Using the Interaction Record
The most accurate way to record an interaction is to film it.  Watch the film and use the engagement profile questions to ascertain the level and best moment.  Then enter the date on the Interaction record and use the top row (more coloured) to mark the best moment and the lower row (faded) to mark the average level.  If you have not filmed the interaction then you need to make an educated guess as to the levels.  Add your initials in the space provided and then use the last space to note anything that worked well or didn’t work so well.
Recording Intensive Interaction in this way has a number of benefits:

  • All members of the staff team can keep up to date on break throughs or things that are working or not working.
  • The record can be used to support video footage to compare with the baseline and discuss how effective the approach is.
  • As the staff team engage with the method they will share a more accurate understanding of the engagement profile, supporting the development of a community of practice.
  • The method will help the staff team will share an understanding of what level a child is at and how the team can work together to support the child’s communication development.

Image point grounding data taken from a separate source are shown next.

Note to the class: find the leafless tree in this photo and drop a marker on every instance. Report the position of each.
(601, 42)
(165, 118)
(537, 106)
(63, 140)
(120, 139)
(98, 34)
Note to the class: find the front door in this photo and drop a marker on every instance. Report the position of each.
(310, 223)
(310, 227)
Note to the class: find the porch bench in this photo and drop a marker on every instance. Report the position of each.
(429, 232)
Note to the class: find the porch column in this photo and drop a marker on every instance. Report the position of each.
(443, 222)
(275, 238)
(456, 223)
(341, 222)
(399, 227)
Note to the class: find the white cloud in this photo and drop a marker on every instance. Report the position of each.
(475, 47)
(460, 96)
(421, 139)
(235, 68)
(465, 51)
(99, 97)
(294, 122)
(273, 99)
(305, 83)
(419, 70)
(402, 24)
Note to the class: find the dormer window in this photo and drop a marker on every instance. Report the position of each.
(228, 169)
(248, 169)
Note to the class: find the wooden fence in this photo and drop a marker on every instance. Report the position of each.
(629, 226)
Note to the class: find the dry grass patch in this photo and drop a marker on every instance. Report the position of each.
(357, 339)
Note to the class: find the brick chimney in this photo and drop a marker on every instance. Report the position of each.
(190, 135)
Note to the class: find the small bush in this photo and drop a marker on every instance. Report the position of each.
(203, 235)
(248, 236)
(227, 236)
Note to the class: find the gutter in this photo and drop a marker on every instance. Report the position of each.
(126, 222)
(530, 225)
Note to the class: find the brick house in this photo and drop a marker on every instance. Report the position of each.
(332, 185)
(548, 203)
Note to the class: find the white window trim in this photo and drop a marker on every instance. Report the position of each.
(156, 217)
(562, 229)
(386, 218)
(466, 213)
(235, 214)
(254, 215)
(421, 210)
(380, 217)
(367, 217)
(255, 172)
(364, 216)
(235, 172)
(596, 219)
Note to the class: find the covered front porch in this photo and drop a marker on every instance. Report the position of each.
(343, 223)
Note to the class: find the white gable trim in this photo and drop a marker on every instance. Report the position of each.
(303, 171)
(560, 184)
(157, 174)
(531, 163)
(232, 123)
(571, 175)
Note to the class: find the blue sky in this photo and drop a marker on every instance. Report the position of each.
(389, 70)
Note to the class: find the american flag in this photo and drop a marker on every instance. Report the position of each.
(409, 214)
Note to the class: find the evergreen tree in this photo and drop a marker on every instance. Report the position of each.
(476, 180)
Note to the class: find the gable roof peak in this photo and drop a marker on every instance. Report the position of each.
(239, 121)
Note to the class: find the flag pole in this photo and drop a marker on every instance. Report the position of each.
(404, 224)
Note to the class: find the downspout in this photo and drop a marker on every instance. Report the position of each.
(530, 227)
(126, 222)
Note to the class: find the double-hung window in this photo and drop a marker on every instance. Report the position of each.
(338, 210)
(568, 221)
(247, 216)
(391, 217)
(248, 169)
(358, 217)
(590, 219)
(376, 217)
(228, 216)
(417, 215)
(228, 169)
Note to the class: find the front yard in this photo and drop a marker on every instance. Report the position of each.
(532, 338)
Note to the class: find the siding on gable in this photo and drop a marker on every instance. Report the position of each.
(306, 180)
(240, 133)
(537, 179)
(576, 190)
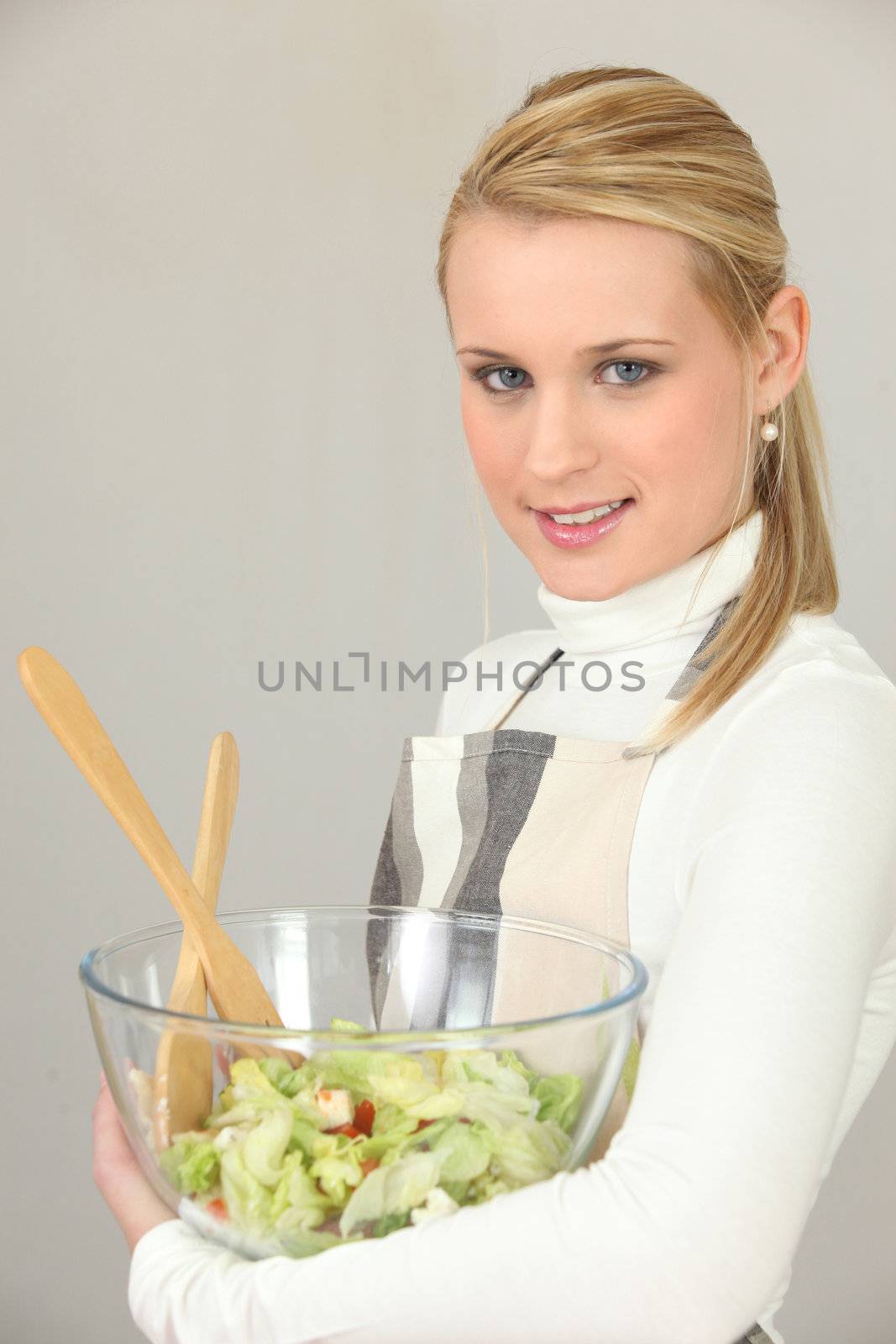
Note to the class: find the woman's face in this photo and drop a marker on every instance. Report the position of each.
(555, 428)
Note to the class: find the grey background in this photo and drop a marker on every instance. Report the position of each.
(230, 432)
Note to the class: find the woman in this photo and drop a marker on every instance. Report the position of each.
(614, 279)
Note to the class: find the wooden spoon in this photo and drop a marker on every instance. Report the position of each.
(233, 981)
(183, 1079)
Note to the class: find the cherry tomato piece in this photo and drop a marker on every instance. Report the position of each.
(363, 1119)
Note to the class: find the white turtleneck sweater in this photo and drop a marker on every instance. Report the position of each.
(762, 897)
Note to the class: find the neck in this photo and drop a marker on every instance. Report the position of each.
(663, 606)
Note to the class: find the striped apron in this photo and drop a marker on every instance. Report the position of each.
(508, 822)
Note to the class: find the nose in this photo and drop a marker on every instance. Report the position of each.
(562, 441)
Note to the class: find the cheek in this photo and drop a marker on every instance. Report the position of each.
(490, 454)
(685, 440)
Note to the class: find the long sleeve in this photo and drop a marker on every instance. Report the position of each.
(788, 894)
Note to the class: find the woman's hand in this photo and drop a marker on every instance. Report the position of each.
(134, 1205)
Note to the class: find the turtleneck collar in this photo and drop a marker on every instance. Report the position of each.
(656, 609)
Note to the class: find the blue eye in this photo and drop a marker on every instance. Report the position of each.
(483, 374)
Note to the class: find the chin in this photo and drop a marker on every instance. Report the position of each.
(586, 588)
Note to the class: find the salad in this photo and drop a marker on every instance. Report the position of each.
(360, 1142)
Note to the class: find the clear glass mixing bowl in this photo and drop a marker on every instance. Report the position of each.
(477, 1054)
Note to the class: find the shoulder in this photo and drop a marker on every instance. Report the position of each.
(813, 729)
(819, 678)
(492, 669)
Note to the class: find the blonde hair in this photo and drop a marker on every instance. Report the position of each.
(641, 145)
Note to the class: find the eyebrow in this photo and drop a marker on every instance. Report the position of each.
(586, 349)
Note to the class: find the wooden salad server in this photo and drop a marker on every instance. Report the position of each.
(183, 1077)
(233, 981)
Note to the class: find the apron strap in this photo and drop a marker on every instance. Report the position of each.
(508, 706)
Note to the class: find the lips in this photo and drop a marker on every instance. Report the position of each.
(575, 535)
(580, 508)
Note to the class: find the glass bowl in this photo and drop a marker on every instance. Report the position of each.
(429, 1059)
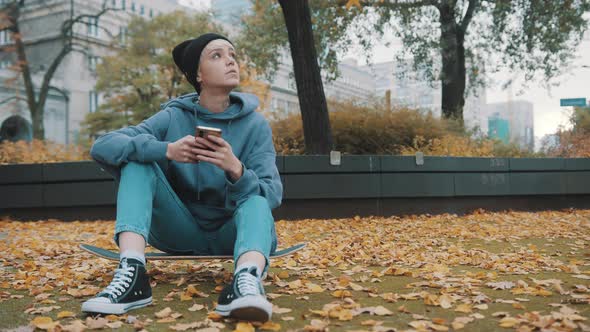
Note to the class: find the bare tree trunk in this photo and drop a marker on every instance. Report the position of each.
(37, 103)
(314, 109)
(453, 64)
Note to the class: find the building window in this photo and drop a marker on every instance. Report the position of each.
(92, 25)
(93, 61)
(5, 64)
(92, 101)
(122, 35)
(5, 37)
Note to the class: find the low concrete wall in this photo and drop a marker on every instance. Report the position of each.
(313, 188)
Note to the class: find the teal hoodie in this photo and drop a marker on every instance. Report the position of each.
(205, 189)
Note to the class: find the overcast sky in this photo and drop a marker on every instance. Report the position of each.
(547, 112)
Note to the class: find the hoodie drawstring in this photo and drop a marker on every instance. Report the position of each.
(196, 124)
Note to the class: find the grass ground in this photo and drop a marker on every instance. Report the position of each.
(480, 272)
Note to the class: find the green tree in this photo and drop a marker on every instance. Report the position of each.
(141, 74)
(580, 120)
(12, 15)
(453, 41)
(272, 27)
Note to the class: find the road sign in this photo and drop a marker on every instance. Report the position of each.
(572, 102)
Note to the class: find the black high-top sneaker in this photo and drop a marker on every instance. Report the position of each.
(244, 298)
(129, 289)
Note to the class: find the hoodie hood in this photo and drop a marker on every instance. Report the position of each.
(241, 104)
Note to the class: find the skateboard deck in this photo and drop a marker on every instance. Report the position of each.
(112, 255)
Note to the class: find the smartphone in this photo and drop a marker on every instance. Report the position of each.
(202, 131)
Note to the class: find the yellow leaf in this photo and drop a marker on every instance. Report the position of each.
(295, 284)
(445, 301)
(244, 327)
(314, 288)
(270, 326)
(214, 316)
(196, 307)
(164, 312)
(466, 308)
(509, 322)
(341, 293)
(65, 314)
(44, 323)
(382, 311)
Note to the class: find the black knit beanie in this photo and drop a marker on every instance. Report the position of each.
(187, 54)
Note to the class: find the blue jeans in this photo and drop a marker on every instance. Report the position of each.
(147, 205)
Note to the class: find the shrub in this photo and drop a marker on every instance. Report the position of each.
(360, 129)
(38, 151)
(376, 130)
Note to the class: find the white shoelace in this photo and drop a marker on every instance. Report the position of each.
(248, 284)
(120, 281)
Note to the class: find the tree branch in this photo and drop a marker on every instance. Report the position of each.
(67, 35)
(394, 4)
(473, 4)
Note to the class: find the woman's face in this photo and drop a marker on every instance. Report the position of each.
(218, 67)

All of the above things are very important but perhaps even more crucial to me is that this it works and is being used successfully in each classroom.
Any questions please just get in touch.
 
 

Recording Intensive Interaction – Baselines

In order for a recording system to have integrity progress must be compared to a baseline level.  We can use the seven levels of engagement introduced in the last post to assess our partner’s baseline level of communication ability and then use this to ascertain any future progress.
My requirements for a baseline system were as follows:

  • Involves enough data so as to avoid inaccuracies
  • Practical enough for classroom use i.e. not too staff intensive
  • Simple to learn
  • Accurate

After a few months of experimentation we eventually settled on the following method at Woolley Wood using this Baseline Assessment form.
(Download and open or print the file so that you can make sense of the next set of instructions).
Baseline Method

  1. Find another member of staff (or family member) to film the interactions.
  2. Film a three minute interaction.
  3. Find a time to watch the video together with the person who did the filming.
  4. Begin watching the video and after 30 seconds stop the video and use the engagement profile to assess the level of the interaction.
  5. Record this level using a tally mark on the Baseline Form.
  6. Continue watching the video stopping every 30 seconds to make an assessment and mark the form.
  7. At the end of three minutes you should have 6 marks on the Baseline Form.
  8. Over a period of 7-14 days film some more interactions and repeat steps 1-6.

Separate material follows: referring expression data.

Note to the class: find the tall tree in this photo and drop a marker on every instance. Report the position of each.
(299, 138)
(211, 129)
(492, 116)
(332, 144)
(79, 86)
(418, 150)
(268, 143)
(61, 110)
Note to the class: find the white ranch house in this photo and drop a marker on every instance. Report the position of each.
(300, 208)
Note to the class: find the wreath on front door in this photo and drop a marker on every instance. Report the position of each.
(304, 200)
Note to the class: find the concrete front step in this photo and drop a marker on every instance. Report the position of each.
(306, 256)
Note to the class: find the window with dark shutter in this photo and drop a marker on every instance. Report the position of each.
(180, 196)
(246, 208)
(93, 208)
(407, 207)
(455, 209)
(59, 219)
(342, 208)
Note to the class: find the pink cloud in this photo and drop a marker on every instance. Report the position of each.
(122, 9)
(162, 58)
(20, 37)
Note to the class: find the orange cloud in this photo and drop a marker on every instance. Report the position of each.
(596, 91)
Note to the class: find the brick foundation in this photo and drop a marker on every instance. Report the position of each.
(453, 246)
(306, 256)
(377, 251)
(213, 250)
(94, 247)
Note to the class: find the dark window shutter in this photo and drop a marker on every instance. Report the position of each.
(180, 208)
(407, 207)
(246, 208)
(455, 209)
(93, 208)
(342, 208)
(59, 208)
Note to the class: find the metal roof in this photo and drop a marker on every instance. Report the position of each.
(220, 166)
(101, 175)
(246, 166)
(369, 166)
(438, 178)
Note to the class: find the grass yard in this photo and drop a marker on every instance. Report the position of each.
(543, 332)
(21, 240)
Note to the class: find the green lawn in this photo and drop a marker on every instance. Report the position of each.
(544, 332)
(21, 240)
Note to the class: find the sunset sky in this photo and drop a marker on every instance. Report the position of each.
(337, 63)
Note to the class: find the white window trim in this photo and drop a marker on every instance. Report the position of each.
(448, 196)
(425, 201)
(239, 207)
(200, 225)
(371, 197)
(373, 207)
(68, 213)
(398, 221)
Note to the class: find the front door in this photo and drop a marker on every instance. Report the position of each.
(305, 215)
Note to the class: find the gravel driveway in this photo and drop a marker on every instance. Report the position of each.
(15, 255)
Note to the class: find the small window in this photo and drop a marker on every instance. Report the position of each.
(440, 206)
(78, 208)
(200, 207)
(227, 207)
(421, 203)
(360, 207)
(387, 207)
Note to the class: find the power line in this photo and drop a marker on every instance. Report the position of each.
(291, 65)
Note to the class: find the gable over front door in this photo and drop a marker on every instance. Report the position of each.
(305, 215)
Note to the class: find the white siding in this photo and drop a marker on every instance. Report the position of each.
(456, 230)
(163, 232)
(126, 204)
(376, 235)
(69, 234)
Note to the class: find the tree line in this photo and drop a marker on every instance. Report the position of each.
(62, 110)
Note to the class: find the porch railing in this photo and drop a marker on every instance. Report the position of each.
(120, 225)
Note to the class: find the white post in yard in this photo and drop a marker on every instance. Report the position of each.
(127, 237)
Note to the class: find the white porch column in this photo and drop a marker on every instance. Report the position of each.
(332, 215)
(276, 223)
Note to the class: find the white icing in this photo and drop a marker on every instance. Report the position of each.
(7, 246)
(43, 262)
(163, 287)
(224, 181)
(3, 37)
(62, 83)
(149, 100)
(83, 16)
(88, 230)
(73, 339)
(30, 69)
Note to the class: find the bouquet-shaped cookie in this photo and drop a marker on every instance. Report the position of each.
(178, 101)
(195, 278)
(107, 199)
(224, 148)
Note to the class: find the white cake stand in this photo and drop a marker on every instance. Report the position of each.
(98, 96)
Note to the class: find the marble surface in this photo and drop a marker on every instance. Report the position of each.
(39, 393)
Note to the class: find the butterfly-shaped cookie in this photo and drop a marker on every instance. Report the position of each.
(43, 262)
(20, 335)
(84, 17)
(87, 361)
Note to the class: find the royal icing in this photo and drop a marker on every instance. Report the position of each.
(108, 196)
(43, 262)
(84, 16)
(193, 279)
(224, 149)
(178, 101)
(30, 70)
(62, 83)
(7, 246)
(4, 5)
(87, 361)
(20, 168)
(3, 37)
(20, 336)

Having completed the above steps you can ascertain the overall baseline level.  Count the tallys in each box to find:

a) The level that was recorded the most times (AVERAGE)

b) The highest level recorded on  the sheet (MOST INTERACTIVE EPISODE)

Write down the levels in the appropriate areas in the top right hand area of the form and the Baseline assessment is complete.
Things to consider

  • In the school we use iPads to film the interaction because it we can watch the video straight away on the iPad screen rather than having to download the film onto a computer.
  • At the school we do five 3 minute videos over a period of 7-14 days.  The purpose of this is so that we have record the interactions when the child is in different moods, on different days and different times and the baseline will therefore be more accurate.
  • Working on a baseline is a good way to familiarise yourself with the levels.